@D4SK I am very interested in your results and would like to know more. In particular, I would like to see an indication of the scales on your graphs - how many milliseconds for the X axis and how much deflection/load/ADC count for the Y axis.
I have put a picture of a set of my own plots of three underbed sensors below. There are seven plots superimposed on a representation of my print bed (hexagon pattern) Each plot is placed approximately over the point of nozzle contact where the respective plot was recorded.
A particular point to note is that, for any value of Y (ADC Count) there can be peaks that may be hit or may be missed, and that this in turn will give a poor bed mesh.
It was this test that caused me to abandon underbed sensing as having feet of clay - I had previously regarded underbed piezo sensing as “best in class”

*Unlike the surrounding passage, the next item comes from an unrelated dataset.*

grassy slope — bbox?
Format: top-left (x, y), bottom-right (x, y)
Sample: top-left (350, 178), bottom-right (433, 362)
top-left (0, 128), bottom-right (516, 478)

I can’t agree with you about the print bed acting like a mass between two springs consisting of the print bed mounts. In almost any case, the springiness is mostly in the print bed itself. Where there are three underbed mount/sensors on a square bed the unsupported corners will have substantial movement.
In the drawing below, the total compliance of all of the parts from the nozzle to the sensor (piezo disk) is much less than the compliance of the plate (6mm 6082 T6 aluminium in my case) One noteworthy point in this drawing is that the heavier and more rigid the plate is, the more pronounced is the effect of the centre of mass - and the greater the cancellation of the two piezo voltages.
I don’t have an Oracle to tell me the exact contact time.
I have used a clean nozzle or dummy nozzle and a contact plate fixed firmly to the bed. These should be wiped before each contact and can be silver-plated to get the best consistency. Even with a piece of 0.4mm copperclad FR4 and a brass dummy nozzle, I could get a repeatable contact point to well better than 1 micron.
I guess my point about the inertia of the printbed mostly applies when probing in the center, and not for all printers. I think there might be other factors contributin nonlinear behaviour, but it explains the sharp elbow that garethky is seeing on his printer.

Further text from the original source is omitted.